Despite this, major differences began to emerge between the two parties, and in April 1991, Kinloch walked out of the coalition, though he remained a member of the party and continued to support Collaery's leadership. It was around this time that Kinloch announced that he would retire at the 1992 election, instead of running for re-election as previously announced. Only weeks later, on 29 May, the tensions between Residents Rally and the remainder of the coalition came to a head, and Liberal Chief Minister Trevor Kaine expelled Residents Rally from the government. They subsequently switched their support back to Labor, and Follett was once again installed as Chief Minister.

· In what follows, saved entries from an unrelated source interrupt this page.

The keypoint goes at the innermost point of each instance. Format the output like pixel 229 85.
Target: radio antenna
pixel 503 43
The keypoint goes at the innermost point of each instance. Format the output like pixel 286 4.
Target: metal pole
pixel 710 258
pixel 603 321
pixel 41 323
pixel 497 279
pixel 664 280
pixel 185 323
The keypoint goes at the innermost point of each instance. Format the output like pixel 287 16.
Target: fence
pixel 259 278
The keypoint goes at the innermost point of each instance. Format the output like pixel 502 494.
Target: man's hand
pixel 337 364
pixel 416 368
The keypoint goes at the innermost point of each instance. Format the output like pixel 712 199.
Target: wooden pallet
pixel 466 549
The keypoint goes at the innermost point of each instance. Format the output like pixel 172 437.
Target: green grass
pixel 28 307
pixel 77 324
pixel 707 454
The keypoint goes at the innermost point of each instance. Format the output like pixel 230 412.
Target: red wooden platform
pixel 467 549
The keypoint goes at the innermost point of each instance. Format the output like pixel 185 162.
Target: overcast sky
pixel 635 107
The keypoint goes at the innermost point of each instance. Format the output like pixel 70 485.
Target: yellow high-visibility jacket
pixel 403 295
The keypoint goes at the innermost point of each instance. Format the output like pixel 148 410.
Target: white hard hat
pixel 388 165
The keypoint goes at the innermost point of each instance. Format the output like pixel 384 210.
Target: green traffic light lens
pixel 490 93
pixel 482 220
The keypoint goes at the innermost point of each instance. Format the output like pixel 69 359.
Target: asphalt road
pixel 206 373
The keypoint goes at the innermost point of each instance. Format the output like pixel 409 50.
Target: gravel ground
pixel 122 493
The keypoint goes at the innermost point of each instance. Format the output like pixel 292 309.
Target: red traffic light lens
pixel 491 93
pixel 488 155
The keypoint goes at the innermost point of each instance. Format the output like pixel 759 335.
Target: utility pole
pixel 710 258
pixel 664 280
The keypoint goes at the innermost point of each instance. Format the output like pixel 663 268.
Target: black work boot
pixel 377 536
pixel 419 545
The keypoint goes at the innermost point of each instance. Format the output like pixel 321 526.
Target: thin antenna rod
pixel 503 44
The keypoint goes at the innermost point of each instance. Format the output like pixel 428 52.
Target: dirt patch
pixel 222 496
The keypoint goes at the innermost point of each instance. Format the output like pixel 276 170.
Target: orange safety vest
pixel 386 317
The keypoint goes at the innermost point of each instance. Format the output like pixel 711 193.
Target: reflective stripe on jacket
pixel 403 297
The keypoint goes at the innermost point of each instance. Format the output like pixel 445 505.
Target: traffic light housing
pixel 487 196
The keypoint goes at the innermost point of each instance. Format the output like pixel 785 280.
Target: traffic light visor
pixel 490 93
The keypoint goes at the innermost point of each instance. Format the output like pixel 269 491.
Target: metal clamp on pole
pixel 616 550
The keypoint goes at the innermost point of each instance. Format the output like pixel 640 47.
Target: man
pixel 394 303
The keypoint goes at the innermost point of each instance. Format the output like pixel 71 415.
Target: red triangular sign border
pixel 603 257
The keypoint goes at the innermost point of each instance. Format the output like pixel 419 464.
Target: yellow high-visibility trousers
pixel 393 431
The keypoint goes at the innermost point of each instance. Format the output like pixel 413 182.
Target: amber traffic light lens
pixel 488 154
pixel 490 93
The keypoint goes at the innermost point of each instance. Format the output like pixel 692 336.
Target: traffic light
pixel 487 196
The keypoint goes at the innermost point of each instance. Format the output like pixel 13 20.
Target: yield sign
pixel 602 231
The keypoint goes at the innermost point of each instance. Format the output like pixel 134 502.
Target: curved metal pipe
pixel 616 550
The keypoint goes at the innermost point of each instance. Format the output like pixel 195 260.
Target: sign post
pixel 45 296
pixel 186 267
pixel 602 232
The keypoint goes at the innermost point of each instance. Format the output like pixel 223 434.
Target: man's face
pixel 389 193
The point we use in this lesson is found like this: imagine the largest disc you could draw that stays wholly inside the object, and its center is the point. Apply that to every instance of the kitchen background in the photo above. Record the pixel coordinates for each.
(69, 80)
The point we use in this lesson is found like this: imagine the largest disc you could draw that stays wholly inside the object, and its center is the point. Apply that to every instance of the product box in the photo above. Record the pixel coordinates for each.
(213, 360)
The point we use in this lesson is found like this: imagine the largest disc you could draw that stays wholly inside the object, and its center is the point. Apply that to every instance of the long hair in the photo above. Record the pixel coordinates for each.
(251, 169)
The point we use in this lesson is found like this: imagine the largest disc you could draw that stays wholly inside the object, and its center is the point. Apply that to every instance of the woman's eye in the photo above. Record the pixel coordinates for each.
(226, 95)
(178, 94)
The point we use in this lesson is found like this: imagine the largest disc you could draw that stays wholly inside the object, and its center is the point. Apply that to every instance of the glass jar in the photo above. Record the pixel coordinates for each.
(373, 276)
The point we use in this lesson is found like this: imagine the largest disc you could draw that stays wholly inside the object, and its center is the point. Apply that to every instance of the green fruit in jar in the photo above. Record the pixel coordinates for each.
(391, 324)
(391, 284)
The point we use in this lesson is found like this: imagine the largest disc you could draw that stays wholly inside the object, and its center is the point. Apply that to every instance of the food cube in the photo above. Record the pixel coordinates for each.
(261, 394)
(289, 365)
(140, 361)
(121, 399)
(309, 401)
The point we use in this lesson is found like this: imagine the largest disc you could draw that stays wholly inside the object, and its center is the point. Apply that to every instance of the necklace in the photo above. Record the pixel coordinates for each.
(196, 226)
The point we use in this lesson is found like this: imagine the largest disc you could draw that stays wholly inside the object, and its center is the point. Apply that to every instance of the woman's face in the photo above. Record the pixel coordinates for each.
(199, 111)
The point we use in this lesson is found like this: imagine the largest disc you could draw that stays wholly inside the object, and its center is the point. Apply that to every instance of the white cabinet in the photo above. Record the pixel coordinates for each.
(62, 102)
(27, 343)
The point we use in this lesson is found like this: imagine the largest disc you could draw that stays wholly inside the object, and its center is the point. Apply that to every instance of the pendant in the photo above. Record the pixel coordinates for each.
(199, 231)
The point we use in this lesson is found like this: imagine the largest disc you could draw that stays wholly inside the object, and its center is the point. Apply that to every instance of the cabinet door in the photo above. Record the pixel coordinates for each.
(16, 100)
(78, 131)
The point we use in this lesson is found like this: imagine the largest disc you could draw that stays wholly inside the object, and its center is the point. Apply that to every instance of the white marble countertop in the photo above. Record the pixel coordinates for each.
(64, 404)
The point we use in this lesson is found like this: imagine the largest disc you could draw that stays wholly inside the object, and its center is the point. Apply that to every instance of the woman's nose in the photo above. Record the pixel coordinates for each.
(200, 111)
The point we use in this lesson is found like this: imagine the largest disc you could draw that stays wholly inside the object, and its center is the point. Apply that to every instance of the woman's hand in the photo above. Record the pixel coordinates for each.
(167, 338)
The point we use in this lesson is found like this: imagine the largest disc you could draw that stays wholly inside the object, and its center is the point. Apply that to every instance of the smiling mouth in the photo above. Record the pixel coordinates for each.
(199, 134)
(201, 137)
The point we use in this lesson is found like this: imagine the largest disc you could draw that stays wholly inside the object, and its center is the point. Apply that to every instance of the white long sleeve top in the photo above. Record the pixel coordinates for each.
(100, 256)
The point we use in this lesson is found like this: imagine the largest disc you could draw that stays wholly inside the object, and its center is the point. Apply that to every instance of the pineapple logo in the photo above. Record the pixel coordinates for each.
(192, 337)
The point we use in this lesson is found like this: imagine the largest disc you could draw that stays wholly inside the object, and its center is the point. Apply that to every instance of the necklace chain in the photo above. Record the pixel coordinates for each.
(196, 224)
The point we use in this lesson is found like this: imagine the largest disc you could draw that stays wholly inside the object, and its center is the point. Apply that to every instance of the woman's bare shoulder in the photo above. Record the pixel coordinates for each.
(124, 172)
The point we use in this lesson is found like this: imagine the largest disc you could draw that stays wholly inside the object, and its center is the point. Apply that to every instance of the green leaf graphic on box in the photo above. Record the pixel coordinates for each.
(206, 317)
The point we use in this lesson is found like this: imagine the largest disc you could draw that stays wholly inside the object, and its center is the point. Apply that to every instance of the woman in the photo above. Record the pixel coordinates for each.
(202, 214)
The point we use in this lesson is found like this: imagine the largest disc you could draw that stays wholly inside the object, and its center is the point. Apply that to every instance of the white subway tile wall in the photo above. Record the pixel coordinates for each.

==1992 ACT general election==
When the ACT faced its second election in February 1992, both major federal parties used stability as a major campaign theme, pointing to the two mid-term switches of government, which were almost unheard of in Australia since World War II. The tactic was apparently well received amongst a public that seemed to be tired of Residents Rally playing a "kingmaker" role, and the party's vote fell to 4.56%. As a result, both remaining members, Collaery and Jensen, lost their seats. In contrast, Moore, now sitting as an independent, got an ally elected to the Assembly, and continued to hold the balance of power.

After their crushing defeat in 1992, Residents Rally fell apart, and had ceased to exist by the 1995 election. While Moore easily held his seat until his retirement in 2001, neither Residents Rally nor any of its other candidates have played any further role in ACT politics.